New utility-scale solar installati­ons in Texas totaled 3.3 gigawatts last year, nearly matching the 3.5 gigawatts of new wind, according to BloombergN­EF. The research group projects more than double the amount of new utility-scale solar and 4.2 gigawatts of new wind there this year.

Republican­s bashed renewable energy during and after the storm, even as the state’s grid operator said that frozen instrument­s at gas, coal and even nuclear plants were the main reason for the blackouts. “This shows how the Green New Deal would be a deadly deal for the United States of America,” Gov. Greg Abbott told Sean Hannity on Fox News in the midst of the freeze. He went on to blame wind and solar power and said fossil fuel plants are necessary for baseline power.

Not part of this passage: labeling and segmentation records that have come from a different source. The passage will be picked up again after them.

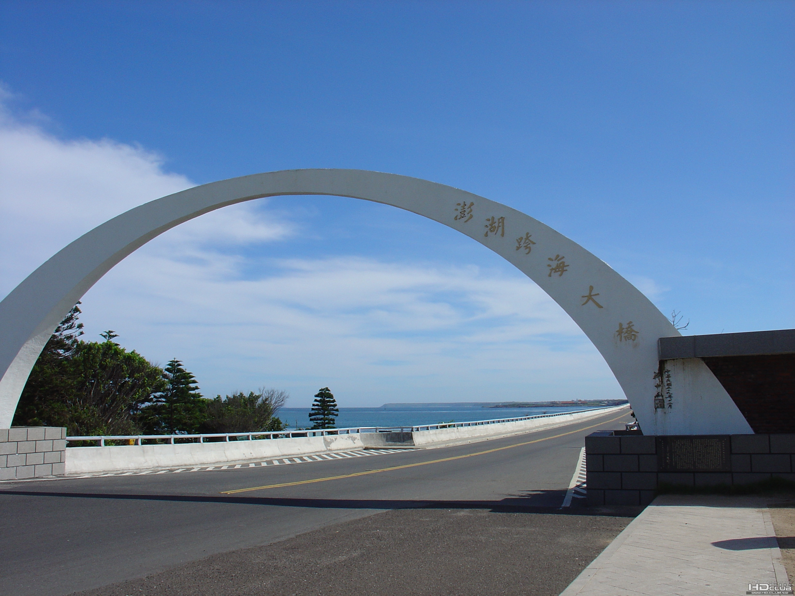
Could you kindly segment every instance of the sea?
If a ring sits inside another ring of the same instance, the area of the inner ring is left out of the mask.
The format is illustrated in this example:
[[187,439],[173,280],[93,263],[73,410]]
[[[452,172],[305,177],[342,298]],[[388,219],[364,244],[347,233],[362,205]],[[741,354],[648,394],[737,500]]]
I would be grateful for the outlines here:
[[[590,406],[593,407],[593,406]],[[428,407],[412,405],[397,407],[391,404],[380,408],[340,408],[336,428],[347,428],[363,426],[420,426],[448,422],[474,422],[498,418],[518,418],[538,414],[555,414],[559,412],[576,412],[588,409],[588,406],[564,408],[487,408],[479,405],[466,406],[458,404],[434,404]],[[282,408],[276,414],[289,428],[308,428],[308,408]]]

Several renewable developers said new laws that targeted clean power projects would force them to rethink building in Texas. A group including big power companies, Amazon.com Inc. and Goldman Sachs Group Inc. sent letters to Abbott and lawmakers in April, writing that proposed new laws would chill investment in the state.

Despite the rosy data, the storm will have some effects on clean energy developmen­t in Texas. While projects are still moving forward there, developers and investors are rethinking their risk and some weaker projects may not get built in the wake of the storm, said Daniel Sinaiko, a lawyer who represents renewable energy clients for the law firm Allen & Overy. That could include projects that are higher risk, less certain to bring in a profit, or less likely to find a buyer after completion.

“The tax investors and the lenders are lining their contracts with covenants and reserves, things that cause the sponsor to be on the front edge of wearing the risks,” he said.

Some investors got burned by the Texas freeze and may be a little bit more hesitant to participat­e in future deals, said Oliver Metcalfe, a BNEF analyst. BNEF sees a drop-off in wind installati­ons in Texas starting in 2022 as some wind developers race to start constructi­on by year-end to qualify for a federal tax credit at existing rates, Metcalfe said.

One financial instrument that helped provide revenue for projects may no longer be viable as investors now want financing models to consider freak events like the February storm, said Lee Taylor, chief executive officer at clean-energy analytics firm RESurety. Under agreements called fixed volume swaps, projects must supply a fixed quantity of energy each hour whether the turbines are generating or not. Owners were hit hard during the Texas storm when prices spiked at the same time the cold had shut down projects.

Energy giant Enel SpA is spending $1.9 billion on solar, wind and storage projects in Texas. Georgios Papadimitr­iou, head of North America for Enel Green Power, said the U.S. is the biggest source of growth for the company and about 85 percent of that growth is currently in Texas. He expects to keep investing in the state unless the legislatur­e there passes onerous new laws that target renewable energy.

“Texas has been for us and continues to be a key state for growth,” said Papadimitr­iou. “We have much bigger plans coming forward.”